Ce magistrat a rendu compte des plaidoiries dans le délibéré de la Cour, entendu en son rapport, composée de :
Christophe BACONNIER, président
Fabienne ROUGE, présidente
Véronique MARMORAT, présidente
Greffier, lors des débats : Madame Laetitia PRADIGNAC
ARRET :
— Contradictoire
— par mise à disposition de l’arrêt au greffe de la Cour, les parties en ayant été préalablement avisées dans les conditions prévues au deuxième alinéa de l’article 450 du code de procédure civile.
— signé par Christophe BACONNIER, Président et par Laetitia PRADIGNAC, Greffière, à laquelle la minute de la décision a été remise par le magistrat signataire.
***
RAPPEL DES FAITS ET PROCEDURE
Le syndicat des copropriétaires du [Adresse 1] a engagé Mme [B] [U] épouse [N] par contrat de travail à durée indéterminée à compter du 2 mai 2010 en qualité de gardienne de catégorie B.
Elle a été engagée avec son conjoint et leurs contrats de gardiens mentionnent leur caractère indissociable ; son conjoint a fait valoir ses droits à la retraite à compter du 1er septembre 2019.

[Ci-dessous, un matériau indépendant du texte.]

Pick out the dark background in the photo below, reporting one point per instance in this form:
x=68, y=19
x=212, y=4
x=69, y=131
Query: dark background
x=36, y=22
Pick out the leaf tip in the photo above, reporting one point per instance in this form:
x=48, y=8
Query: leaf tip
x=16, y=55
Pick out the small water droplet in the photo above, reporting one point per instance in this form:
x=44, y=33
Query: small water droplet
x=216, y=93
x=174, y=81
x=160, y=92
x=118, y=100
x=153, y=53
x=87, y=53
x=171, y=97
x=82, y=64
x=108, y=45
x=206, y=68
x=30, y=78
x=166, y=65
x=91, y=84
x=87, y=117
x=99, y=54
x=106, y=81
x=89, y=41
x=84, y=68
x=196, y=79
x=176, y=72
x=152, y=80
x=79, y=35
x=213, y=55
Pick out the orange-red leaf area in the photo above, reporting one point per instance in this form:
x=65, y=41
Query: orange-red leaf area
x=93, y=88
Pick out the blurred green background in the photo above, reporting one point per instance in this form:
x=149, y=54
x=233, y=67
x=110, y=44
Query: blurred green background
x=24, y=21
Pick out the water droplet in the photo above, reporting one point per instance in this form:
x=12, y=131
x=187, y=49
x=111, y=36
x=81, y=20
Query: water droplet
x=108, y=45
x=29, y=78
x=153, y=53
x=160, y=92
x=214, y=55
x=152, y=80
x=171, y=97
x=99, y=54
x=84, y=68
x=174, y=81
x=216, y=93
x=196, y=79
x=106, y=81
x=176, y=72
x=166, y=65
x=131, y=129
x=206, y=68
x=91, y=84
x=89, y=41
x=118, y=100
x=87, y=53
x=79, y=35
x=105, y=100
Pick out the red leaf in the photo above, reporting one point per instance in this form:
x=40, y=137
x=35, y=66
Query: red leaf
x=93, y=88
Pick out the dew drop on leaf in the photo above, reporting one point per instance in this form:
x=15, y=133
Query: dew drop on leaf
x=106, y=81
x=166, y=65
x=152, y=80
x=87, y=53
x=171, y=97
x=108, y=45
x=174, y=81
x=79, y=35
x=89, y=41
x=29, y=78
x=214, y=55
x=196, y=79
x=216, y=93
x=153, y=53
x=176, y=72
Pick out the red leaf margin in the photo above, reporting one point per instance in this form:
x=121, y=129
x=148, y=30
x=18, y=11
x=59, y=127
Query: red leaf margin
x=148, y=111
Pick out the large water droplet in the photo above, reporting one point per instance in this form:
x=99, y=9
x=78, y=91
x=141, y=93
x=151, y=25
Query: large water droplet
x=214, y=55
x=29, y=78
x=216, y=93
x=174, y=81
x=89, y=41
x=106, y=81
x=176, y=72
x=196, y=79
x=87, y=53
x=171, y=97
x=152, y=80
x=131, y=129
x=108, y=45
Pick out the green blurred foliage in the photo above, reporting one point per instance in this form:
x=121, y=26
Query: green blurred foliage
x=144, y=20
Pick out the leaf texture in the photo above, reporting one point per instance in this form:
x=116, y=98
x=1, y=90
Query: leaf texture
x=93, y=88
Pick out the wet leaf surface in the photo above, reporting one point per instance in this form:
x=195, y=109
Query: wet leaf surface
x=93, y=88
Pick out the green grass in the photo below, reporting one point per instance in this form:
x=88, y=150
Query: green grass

Les relations contractuelles entre les parties étaient soumises à la convention collective des gardiens concierges et employés d’immeuble.
Le 19 septembre 2019, Mme [N] a été convoquée à un entretien préalable fixé au 30 septembre 2019.
Mme [N] a ensuite été licenciée pour « indivisibilité du contrat de travail du conjoint » le 05 octobre 2019.
A la date de présentation de la lettre recommandée notifiant le licenciement, Mme [N] avait une ancienneté de 9 ans et 8 mois.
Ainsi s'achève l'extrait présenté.